We are not persuaded otherwise by the out-of-state authority relied upon by the state: State v. Fischer, 769 S.W.2d 619 (Tex. App. 1989); Goldberg v. State, 69 Md. App. 702, 519 A.2d 779 (1987), aff'd on different grounds, 315 Md. 653, 556 A.2d 267, cert. denied ___ U.S. ___, 110 S. Ct. 151, 107 L. Ed. 2d 109 (1989); State v. Cook, 172 Ga. App. 433, 323 S.E.2d 634 (1984), cert. denied, January 24, 1985. In none of those cases did the court recognize an inherent or general statutory power to appoint a special prosecutor for an individual case despite a specific statutory provision governing the appointment of such special *146 prosecutors. (Although the state contends that article 2.07 of Vernon's Texas Code of Criminal Procedure is such a specific statute, the opinion in Fischer does not address article 2.07.)

Because the opinions the state relies on are distinguishable and because the state's argument ignores principles of statutory construction that we are bound to follow, we are compelled to hold Mr. Worley did not have authority to prosecute this case.

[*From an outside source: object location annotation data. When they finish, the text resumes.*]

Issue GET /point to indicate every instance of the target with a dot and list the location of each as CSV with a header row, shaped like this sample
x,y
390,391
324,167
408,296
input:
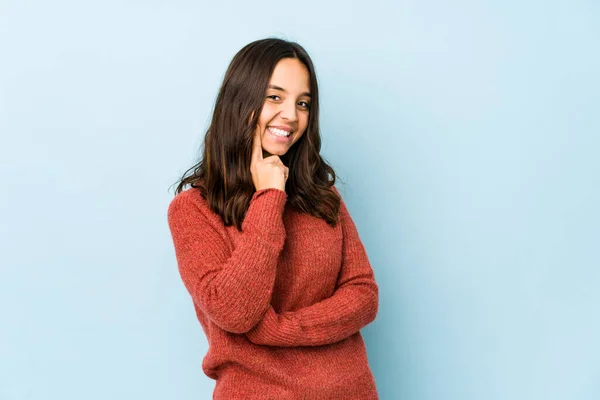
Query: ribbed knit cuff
x,y
265,215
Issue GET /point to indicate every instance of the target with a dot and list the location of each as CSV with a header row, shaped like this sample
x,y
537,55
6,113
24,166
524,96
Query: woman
x,y
279,278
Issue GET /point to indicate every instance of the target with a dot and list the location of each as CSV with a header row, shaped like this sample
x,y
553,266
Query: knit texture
x,y
281,303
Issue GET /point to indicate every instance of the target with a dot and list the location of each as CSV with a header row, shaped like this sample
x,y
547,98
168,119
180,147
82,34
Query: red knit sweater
x,y
281,303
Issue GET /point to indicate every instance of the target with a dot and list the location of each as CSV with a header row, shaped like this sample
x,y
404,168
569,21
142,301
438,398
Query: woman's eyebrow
x,y
283,90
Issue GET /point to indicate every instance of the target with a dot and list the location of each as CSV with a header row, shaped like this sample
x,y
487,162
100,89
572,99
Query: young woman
x,y
278,275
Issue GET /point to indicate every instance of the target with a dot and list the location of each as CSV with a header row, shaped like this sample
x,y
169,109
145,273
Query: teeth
x,y
279,132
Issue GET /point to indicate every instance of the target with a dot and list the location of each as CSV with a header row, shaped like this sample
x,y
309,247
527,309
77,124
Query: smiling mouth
x,y
278,132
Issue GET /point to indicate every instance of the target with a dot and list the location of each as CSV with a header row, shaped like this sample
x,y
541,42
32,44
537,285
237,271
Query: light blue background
x,y
467,134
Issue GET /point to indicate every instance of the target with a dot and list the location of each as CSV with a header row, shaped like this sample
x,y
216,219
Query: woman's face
x,y
286,107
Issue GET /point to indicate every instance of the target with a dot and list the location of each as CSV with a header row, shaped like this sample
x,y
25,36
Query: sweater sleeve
x,y
353,305
233,288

In so holding, we do not wish to imply the district attorney could not have appointed the MPFCU attorney as a special prosecutor to prosecute this case under Section 36-1-23.1. Aside from ethical reasons, Section 36-1-23.1 authorizes appointments for "other good cause." If the district attorney lacks sufficient assistants to timely and competently prosecute all the criminal cases referred to his office, arguably budgetary constraints may provide good cause for the appointment of special prosecutors. The rationale for requiring authorization for prosecution is to avoid prosecution by persons who are not held accountable or subject to the oath of office. Here Mr. Worley's appointment apparently did require he take the same oath as required of assistant district attorneys; that he act only on this specific matter; and that his actions were subject to review and control by the appointing authority, the district attorney. If those requirements are met, good cause may exist for such appointments. The reason that the district attorney `cannot prosecute' a case need not be a legal or ethical reason; it could be a matter of lack of resources. The appellate courts have dismissed cases arising out of the Second Judicial District on speedy trial violations, weighing in some of those cases the reason for the delay heavy caseload against the state. See, e.g., Zurla v. State, 109 N.M. 640, 789 P.2d 588 (1990). We might be hard pressed to interpret the statute, as the state apparently does, so narrowly as to allow appointment of special prosecutors only where a conflict or other impediment prevents the district attorney from prosecuting. We do not do so here because the state concedes the issue for this case.

Defendant's conviction is reversed and this matter is remanded with instructions to dismiss the indictment.


HARTZ and CHAVEZ, JJ., concur.


[1] NMSA 1978, Section 36-1-19 (Repl. Pamp. 1984) allows for appearance by associate counsel by order of the court and approval by the attorney general or district attorney. The parties agree this section does not apply.